First launched in 2018, Core Power today can boast 49 shipping companies as backers of the UK firm, a grouping made up of owners, operators and managers who, combined, control more than 4,000 ships.
James Marshall-led Berge Bulk and Tim Hartnoll-chaired X-Press Feeders are among the owners who made plenty of headlines over the past year.
Core Power, together with Bill Gates-chaired TerraPower, Southern Company and French atomic group Orano, is developing a modular molten salt reactor to propel ships and provide energy for manufacturing synthetic green fuels from hydrogen. The first prototype reactor is due to start trials in 2025.
The Maritime and Coastguard Agency (MCA) in the UK published a consultation document last August seeking views on the proposed Merchant Shipping (Nuclear Ships) Regulations. These regulations would transpose chapter VIII in the annex to the International Convention for Safety of Life at Sea, 1974 (SOLAS) into UK law. A total of 11 of the 14 submissions now support nuclear powered ships.
In light of the responses received, the UK government does not intend to significantly amend the prepared draft legislation which has been drafted to transpose SOLAS Chapter VIII into UK law.

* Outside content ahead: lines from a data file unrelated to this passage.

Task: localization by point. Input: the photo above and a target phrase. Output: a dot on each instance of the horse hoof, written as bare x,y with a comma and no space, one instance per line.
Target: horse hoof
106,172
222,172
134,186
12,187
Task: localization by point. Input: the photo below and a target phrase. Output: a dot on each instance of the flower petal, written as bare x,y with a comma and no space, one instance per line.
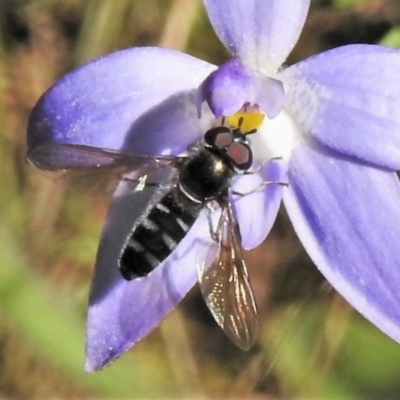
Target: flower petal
347,216
256,212
122,312
259,32
139,99
348,98
232,85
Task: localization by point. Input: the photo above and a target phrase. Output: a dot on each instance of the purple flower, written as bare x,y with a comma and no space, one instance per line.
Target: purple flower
333,118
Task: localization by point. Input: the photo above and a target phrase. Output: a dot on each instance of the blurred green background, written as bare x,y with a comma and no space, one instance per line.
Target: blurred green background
312,345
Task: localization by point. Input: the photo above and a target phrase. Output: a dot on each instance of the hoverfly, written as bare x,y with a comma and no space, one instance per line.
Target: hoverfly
201,181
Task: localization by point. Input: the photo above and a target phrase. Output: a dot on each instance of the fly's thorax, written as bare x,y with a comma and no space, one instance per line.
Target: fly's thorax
205,177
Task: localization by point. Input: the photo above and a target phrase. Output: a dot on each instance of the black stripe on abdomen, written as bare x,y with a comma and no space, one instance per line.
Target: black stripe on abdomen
154,239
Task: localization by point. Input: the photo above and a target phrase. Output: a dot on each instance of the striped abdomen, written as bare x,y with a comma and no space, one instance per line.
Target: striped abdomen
154,239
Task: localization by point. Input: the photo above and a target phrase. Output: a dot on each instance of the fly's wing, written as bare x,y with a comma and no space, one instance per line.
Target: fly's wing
225,284
94,170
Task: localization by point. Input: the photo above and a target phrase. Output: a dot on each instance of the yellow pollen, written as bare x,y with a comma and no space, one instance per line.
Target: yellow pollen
250,120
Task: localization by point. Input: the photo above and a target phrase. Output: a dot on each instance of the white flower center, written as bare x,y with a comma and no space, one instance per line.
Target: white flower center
275,138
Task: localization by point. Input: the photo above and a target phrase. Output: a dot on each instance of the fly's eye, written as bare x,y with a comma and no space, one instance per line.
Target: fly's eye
241,156
220,137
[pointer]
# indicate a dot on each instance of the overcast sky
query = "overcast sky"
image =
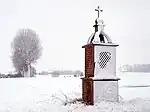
(65, 25)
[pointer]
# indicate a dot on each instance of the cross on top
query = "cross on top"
(98, 10)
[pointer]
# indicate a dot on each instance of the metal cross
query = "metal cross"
(99, 10)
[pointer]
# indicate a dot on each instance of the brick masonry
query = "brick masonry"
(87, 82)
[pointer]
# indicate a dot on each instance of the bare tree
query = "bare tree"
(26, 50)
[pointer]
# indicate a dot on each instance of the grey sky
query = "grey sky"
(65, 25)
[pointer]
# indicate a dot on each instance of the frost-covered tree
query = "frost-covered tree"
(26, 50)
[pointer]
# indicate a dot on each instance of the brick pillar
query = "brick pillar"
(87, 82)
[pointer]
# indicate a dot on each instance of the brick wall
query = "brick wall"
(87, 91)
(89, 61)
(87, 82)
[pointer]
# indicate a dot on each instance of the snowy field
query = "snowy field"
(46, 94)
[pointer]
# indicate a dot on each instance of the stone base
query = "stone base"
(94, 90)
(105, 90)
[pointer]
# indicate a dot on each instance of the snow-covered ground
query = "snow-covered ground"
(46, 94)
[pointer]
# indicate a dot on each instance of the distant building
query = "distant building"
(67, 73)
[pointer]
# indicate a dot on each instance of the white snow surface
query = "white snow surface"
(45, 94)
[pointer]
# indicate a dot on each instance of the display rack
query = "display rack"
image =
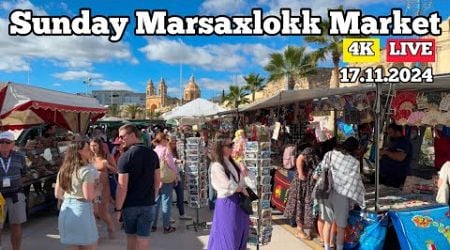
(196, 178)
(257, 160)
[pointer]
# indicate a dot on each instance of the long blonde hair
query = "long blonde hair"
(71, 164)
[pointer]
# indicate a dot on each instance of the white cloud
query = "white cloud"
(319, 7)
(111, 85)
(222, 7)
(24, 5)
(68, 51)
(13, 64)
(76, 75)
(219, 85)
(174, 91)
(214, 57)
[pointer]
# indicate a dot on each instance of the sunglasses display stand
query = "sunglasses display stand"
(197, 179)
(258, 161)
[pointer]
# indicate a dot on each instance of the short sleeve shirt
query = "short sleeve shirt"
(140, 163)
(85, 174)
(15, 171)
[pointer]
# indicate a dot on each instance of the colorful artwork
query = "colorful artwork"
(430, 245)
(422, 221)
(422, 229)
(353, 232)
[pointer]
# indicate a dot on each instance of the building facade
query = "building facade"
(158, 100)
(118, 97)
(191, 91)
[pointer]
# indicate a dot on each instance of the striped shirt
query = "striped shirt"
(17, 168)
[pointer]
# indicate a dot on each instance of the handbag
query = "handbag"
(442, 195)
(245, 202)
(167, 175)
(324, 184)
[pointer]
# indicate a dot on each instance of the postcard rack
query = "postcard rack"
(257, 160)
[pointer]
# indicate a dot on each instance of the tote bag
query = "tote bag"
(443, 191)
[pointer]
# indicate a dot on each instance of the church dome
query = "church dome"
(191, 86)
(191, 91)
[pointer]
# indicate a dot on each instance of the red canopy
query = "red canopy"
(23, 106)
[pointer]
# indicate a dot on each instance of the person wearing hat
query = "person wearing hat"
(13, 167)
(347, 189)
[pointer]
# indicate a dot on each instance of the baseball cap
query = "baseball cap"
(6, 135)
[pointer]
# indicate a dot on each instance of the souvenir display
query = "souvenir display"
(196, 173)
(196, 178)
(257, 160)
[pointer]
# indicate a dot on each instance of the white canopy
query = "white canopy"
(194, 109)
(441, 83)
(22, 106)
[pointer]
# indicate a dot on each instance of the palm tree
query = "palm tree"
(330, 45)
(133, 110)
(292, 64)
(113, 110)
(254, 84)
(235, 98)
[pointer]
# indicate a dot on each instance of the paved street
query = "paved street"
(41, 233)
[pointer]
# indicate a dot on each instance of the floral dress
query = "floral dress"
(300, 200)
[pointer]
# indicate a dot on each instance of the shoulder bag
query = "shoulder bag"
(167, 174)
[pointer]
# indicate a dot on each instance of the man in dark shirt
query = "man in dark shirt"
(395, 160)
(13, 167)
(139, 180)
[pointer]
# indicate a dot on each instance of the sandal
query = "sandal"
(303, 236)
(169, 230)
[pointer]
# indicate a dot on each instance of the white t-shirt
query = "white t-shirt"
(227, 186)
(444, 173)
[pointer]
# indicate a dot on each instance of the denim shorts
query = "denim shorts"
(138, 220)
(76, 223)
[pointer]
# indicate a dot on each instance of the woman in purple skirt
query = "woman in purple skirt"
(230, 224)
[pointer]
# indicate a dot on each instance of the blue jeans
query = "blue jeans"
(179, 190)
(164, 201)
(138, 220)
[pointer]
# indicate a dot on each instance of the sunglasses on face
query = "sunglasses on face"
(121, 137)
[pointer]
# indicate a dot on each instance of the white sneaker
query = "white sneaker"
(185, 217)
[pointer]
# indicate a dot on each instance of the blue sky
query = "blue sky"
(63, 63)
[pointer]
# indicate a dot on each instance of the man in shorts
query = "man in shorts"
(138, 182)
(13, 167)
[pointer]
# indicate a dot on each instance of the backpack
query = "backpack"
(289, 156)
(324, 184)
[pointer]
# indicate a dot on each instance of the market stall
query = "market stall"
(414, 106)
(193, 111)
(24, 106)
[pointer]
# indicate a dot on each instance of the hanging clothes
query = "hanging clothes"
(441, 147)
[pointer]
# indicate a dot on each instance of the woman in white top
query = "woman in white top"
(75, 183)
(444, 182)
(103, 164)
(230, 223)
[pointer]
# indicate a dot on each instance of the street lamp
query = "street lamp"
(87, 83)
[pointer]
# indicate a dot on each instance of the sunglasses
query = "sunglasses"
(121, 137)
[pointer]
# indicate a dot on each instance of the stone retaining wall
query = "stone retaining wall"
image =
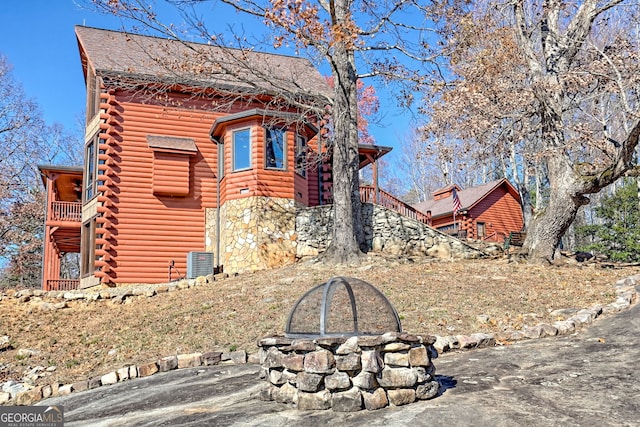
(348, 375)
(385, 231)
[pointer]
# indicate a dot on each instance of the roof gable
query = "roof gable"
(118, 55)
(468, 198)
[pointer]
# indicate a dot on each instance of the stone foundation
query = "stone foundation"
(348, 374)
(256, 233)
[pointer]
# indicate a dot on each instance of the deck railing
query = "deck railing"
(62, 285)
(368, 195)
(66, 211)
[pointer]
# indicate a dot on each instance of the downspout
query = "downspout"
(217, 199)
(45, 234)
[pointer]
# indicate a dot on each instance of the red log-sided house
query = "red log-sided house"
(489, 211)
(173, 175)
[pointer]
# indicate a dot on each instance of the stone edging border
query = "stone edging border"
(625, 291)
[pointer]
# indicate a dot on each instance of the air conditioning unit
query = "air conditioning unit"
(199, 264)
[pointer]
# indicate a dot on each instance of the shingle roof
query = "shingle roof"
(122, 55)
(468, 198)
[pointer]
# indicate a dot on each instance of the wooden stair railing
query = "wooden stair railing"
(384, 199)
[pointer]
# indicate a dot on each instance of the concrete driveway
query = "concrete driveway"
(590, 378)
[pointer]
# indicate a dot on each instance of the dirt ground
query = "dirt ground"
(89, 339)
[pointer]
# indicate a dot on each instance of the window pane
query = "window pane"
(274, 148)
(90, 170)
(242, 150)
(301, 155)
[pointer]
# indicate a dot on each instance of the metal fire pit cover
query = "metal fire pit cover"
(343, 306)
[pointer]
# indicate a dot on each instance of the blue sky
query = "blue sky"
(37, 37)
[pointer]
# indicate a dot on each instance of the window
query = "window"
(220, 160)
(241, 150)
(301, 155)
(171, 164)
(91, 169)
(275, 148)
(481, 230)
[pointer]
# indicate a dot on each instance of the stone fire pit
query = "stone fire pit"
(344, 349)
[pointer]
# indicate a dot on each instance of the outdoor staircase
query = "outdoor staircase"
(368, 194)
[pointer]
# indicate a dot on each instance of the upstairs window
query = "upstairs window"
(275, 148)
(241, 150)
(301, 155)
(91, 169)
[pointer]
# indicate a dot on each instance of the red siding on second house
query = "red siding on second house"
(500, 212)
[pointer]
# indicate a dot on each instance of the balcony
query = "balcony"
(66, 211)
(62, 285)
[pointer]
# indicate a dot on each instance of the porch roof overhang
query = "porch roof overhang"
(66, 179)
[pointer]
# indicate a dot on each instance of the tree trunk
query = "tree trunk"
(549, 225)
(348, 239)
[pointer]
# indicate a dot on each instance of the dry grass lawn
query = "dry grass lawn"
(431, 297)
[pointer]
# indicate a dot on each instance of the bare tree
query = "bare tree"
(26, 141)
(553, 86)
(355, 39)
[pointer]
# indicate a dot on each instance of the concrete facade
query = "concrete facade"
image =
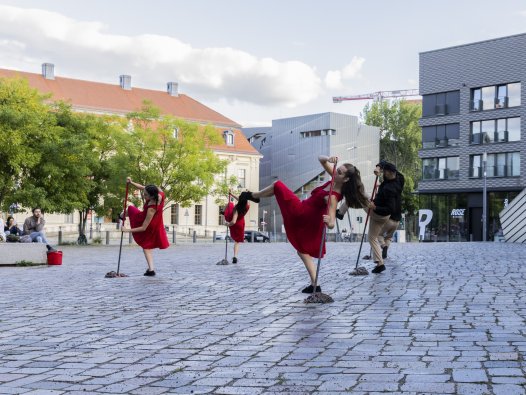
(290, 150)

It is intended to make the regulations and bring them into force by the autumn of this year.
“There is an appetite for nuclear ships over the next 10 years with growing interest for nuclear propulsion for large ocean-going vessels,” the government-controlled MCA stated in an update on its website this month, with the UK increasingly looking to position itself as a centre of expertise for atomic propulsion.
The UK will face strong competition from the US and Asia in the development of nuclear-powered merchant ships.
There is strong lobbying in Washington DC to bring America’s existing navy knowledge of nuclear power to merchant shipping, with US climate envoy John Kerry among fans of this technology.
In South Korea shipbuilding major Samsung Heavy Industries has teamed up with the Korea Atomic Energy Research Institute while Seaborg Technologies in Denmark is building floating power barges, and the Canadians are working with NuScale to develop marine power stations.
The Russians, meanwhile, already have the market domestically and are now touting a huge new next generation nuclear-powered icebreaker as further proof of their maritime atomic expertise.
Not to be left out, Chinese scientists are developing their own atomic propulsion technologies for both merchant marine and offshore facilities.